Первые его слова застали меня врасплох.
— Как водка? — спросил он по-свойски, без следа фальши или неловкости.
— Столичная.
— Чудесно! — сказал бывший начальник и щелкнул официанту пальцами. — Рюмочку водки, Милен, — проговорил он все так же свойски, — и… томатный сок, дорогой, вот как товарищу.
Обыкновенная на первый взгляд фраза Марина Петрова подействовала на меня ошеломляюще, усиливая неясное напряжение ситуации, в которую я попал.
Чтобы польстить мне, ссылался на мой пример человек, называвший официанта по имени и «дорогой». Я по именам не знал никого — ни официантов, ни парикмахеров, ни продавцов. Откуда мне было знать — наконец-то я это понял! — если они меня знать не хотели. Их имена были мне неизвестны, потому что они не сочли нужным под тем или иным предлогом сообщить их мне, маленькому и случайному. Меня обслуживали рядом с Марином Петровым. И вот теперь через обращение «Милен», со ссылкой на мой пример, бывший начальник возвышал меня до себя.
Официант принес заказ неприлично шустро — все же целый город говорил о махинациях его клиента.
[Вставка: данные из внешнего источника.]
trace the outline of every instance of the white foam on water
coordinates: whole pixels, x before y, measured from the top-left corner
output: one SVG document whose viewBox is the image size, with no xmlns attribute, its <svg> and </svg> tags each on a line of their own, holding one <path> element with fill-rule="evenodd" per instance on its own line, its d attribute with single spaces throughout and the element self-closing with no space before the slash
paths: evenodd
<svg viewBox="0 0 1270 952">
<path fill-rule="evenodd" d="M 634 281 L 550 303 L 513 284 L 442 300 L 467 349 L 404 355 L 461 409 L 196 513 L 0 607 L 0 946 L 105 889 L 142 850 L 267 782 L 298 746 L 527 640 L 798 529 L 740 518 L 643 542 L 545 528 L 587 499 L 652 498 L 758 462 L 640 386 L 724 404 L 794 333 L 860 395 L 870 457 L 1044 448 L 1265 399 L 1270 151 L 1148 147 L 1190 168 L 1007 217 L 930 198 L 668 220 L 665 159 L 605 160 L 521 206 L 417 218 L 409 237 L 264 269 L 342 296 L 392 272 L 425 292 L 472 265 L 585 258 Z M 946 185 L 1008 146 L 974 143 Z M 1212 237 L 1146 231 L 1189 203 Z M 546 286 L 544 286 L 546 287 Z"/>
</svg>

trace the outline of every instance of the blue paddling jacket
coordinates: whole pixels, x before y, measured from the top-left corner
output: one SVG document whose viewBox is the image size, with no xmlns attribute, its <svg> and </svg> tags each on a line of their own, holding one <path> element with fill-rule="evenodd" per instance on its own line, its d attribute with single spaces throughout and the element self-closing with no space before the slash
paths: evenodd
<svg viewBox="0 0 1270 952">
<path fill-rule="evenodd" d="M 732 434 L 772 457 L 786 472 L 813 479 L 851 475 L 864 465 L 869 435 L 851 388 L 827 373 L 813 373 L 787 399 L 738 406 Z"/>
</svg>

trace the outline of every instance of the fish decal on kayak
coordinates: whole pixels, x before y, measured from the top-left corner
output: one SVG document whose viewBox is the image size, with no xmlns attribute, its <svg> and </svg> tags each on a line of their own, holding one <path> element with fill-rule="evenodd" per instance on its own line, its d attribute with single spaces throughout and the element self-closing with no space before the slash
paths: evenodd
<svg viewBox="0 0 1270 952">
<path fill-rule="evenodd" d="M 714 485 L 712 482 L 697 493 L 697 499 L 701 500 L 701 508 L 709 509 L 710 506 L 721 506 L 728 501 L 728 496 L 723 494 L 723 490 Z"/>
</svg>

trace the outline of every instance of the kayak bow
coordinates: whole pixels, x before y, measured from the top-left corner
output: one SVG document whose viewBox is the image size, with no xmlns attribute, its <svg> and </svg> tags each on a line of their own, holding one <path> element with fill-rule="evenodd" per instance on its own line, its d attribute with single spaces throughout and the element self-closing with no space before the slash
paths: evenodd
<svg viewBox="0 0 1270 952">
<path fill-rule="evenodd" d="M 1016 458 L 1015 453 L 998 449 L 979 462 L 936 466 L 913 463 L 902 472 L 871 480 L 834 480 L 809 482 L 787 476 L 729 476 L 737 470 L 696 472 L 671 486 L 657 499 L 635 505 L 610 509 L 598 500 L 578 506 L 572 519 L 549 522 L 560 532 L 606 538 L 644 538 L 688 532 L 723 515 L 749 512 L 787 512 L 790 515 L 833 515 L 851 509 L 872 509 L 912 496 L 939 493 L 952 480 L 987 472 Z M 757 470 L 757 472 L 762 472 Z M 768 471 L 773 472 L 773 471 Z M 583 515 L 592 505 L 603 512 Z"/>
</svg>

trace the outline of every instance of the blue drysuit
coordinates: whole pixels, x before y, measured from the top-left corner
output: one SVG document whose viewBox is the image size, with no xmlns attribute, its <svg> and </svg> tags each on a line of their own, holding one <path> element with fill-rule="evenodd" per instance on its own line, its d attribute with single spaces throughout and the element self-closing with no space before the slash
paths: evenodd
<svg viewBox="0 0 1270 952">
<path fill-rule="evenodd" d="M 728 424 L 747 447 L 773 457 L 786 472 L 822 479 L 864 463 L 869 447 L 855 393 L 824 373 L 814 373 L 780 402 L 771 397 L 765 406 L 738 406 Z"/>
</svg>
Другие посетители наблюдали нас отовсюду. Я себя почувствовал неловко — словно попавшийся соучастник.
Бывший начальник отпил глоток и вздохнул.
— Если не выпью рюмку после обеда, весь вечер точно больной, — пожаловался он. — Привычка…
Я взглянул на него в полной растерянности. Продолжая разговор в таком духе, он меня все сильнее притягивал к людям, которые не только запросто называют официантов по имени, но и смеют иметь особые послеобеденные привычки. Уклон разговора в особую сферу жизни, мне неведомую, вдруг показался столь приятным, что, пренебрегая остатками своего прежнего мнения и взглядами окружающих, я ответил угодливым тоном:
— Конечно, приятно после обеда расслабиться. Одна рюмка, и настроение идет в гору. Я в это время тоже…
Закончить я не сумел. Первый же опыт перескочить рамки своей категории оказался неуспешным — явно не хватало терминологии.
— То-то и оно, — снисходительно продолжал бывший начальник. — Я в это время обычно заскакиваю в мотель, но сегодня моя машина на профилактике.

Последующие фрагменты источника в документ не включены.